Отпрянув, Слим уставился на меня с неподдельным ужасом.

— Не мог потерпеть?

— Павлову это было необходимо, — сказала я. — Думаю, желание крепло постепенно, но, когда дело зашло уже слишком далеко, берег был вне досягаемости. Я сразу поняла: его что-то гнетет. Он вдруг стал таким тихим. Таким зажатым. И тогда, поскольку было ясно, что братец не сможет присесть над бортом на виду у этой девчонки, я решилась тихонько поговорить с ее отцом. Тот предложил Павлову отплыть в сторонку на надувном плоту и сходить «по-большому» оттуда. Плот качался за кормой яхты на всякий пожарный случай.

— А случай был именно такой.

— И поэтому нам всем пришлось смотреть в другую сторону, пока Павлов лез на плот с зажатыми в руке бумажками, травил веревку, чтобы оказаться на приличной дистанции, и присаживался, стараясь не свалиться в воду. Отец, как мог, отвлекал дочку и меня, попросив сначала подтянуть парус, а потом заняться ланчем, но расслабиться было невозможно. Мы обе знали, что происходит за кормой. К тому времени как мы, наконец, раскромсали длинные французские батоны, всеми овладело неестественное молчание. Даже ветерок, казалось, притих. Ничего, кроме плеска воды о борт, а потом издалека… ну, ты понимаешь.

— Боже мой. — Слим прижал ладонь к макушке, недоверчиво глядя мне прямо в глаза.

— Мы все это слышали, и я заставила себя начать разговор. Что угодно, только бы забыть об ужасных звуках, даже если придется истощить все свои познания в итальянском. Но я поняла, что мои труды оказались тщетны, когда оба моих спутника начали нервно на меня поглядывать. Я почти видела это в их глазах. Дерьмо, плывущее по левому борту, танцующее на волне за моей спиной… Павлов с большой неохотой вернулся на яхту. Он даже хотел отсидеться на плоту, но это, наверное, было опасно.

Я потянулась за бокалом и наблюдала за Слимом, делая глоток за глотком и гадая, когда же рассеются чары. Он просто стоял с приоткрытым ртом, созерцая нарисованную мной картину. Я подумала, не поведать ли ему заодно, что наши родители так и не вернулись домой из того отпуска, но это была уже грустная история о страшных тиграх и проводниках, у которых не оказалось при себе ружей с усыпляющим средством. Кроме того, я решила, что Павлов уже должен был все рассказать, да и не стоило омрачать недолгое пребывание наедине со Слимом. Даже если бедняга оцепенел от услышанного, просто побыть рядом с ним — уже здорово.

— Ты хотел знать, случались ли в жизни Павлова неловкие ситуации, — напомнила я и увидела, как глаза Слима, дрогнув, сфокусировались. — К тому же теперь тебе ясно, почему личная гигиена превратилась у него в настоящую манию.

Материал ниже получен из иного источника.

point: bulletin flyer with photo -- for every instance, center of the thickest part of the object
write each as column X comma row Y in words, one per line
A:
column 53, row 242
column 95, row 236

— Этому парню срочно нужна подружка.

— Слушай, а он ходил на свидания за то время, что вы знакомы?

— Всего один раз, — ответил Слим. — Я думаю, что во всем виновата его профессия. Для человека, отвечающего на вопросы о любовных переживаниях, всякая интрижка выглядит как работа, взятая на дом. Он натренирован на то, чтобы выявлять и разрешать проблемы.

— А чем же ему не понравилась девица, с которой он встречался? Что с ней было не так?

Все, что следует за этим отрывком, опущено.